Intragenomic sequence deletions have been found in some coronavirus [27, 28]. It has been proposed that this occurs by a copy-choice or template-strand-switching mechanism [29]. One important condition is for there to be a specific leader sequence flanked by the deletion region and a stem-loop structure [30]. Leader sequences corresponding to the UCUAAAC sequence of murine hepatitis virus (MHV) or the CUUAACA sequence of infectious bronchitis virus (IBV) were not found in MERS CoV in this study. Maori et al. have found that inverted repeats facilitate looping out of the middle genomic sequences during RNA replication, resulted in a defective RNA genome [31]. An RNA secondary structure predicted using the RNAfold webserver [13] suggested that the inverted repeat sequence contains long complementary sequences at each end and forms a strong stem-loop structure in the deletion region (Fig. 2C). The deleted sequence was closely adjoined, characterized by a 14-bp nearly complete inverted repeat sequence consisting of 27131-GTCATACACACCAA-27144 and 27527-TTGGTGTGTATGGC-27540, which would result in RNA replicase jumping from one segment to another distant segment. Whether this feature is linked to RNA intramolecular recombination remains to be investigated.

Wild-type MERS CoV and two variants were isolated for the first time from a patient who had traveled from Korea to China.
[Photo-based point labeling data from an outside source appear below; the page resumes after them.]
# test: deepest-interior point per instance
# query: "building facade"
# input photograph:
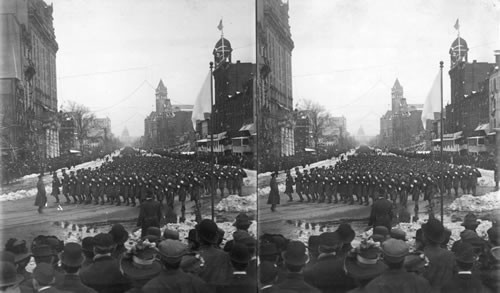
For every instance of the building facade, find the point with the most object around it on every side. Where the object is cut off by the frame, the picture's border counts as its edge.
(274, 99)
(169, 125)
(469, 107)
(29, 119)
(401, 126)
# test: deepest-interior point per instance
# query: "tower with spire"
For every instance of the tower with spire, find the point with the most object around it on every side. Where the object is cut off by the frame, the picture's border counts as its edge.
(163, 106)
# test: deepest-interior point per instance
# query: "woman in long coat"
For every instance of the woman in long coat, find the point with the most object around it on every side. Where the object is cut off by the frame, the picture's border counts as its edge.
(41, 195)
(274, 195)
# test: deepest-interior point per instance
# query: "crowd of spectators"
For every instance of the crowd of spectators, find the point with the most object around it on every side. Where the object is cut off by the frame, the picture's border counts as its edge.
(330, 262)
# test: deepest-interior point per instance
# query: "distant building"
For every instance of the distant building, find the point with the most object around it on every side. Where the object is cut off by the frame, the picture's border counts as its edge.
(169, 125)
(28, 106)
(469, 107)
(401, 126)
(274, 82)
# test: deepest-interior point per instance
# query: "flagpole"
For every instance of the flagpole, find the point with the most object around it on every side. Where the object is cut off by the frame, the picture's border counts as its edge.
(212, 117)
(441, 148)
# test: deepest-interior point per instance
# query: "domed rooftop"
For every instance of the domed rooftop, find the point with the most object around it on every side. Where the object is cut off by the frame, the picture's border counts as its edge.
(227, 44)
(463, 43)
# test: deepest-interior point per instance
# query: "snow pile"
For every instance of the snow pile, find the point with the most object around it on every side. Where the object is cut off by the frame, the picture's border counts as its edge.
(467, 202)
(19, 194)
(235, 203)
(305, 230)
(487, 178)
Genomic sequencing revealed 414-bp and 419-bp deletions between ORF5 and the E protein that would result in partial fusion or truncation of these proteins. Whether this finding is a special case or not needs to be investigated by sequencing more samples. Based on previous studies of E protein localization [2325, 32, 33], we conclude that the two variants might affect virus packaging, which could result in the attenuation of virulence and therefore be relevant for studies related to vaccine development, pathogenesis and viral evolution.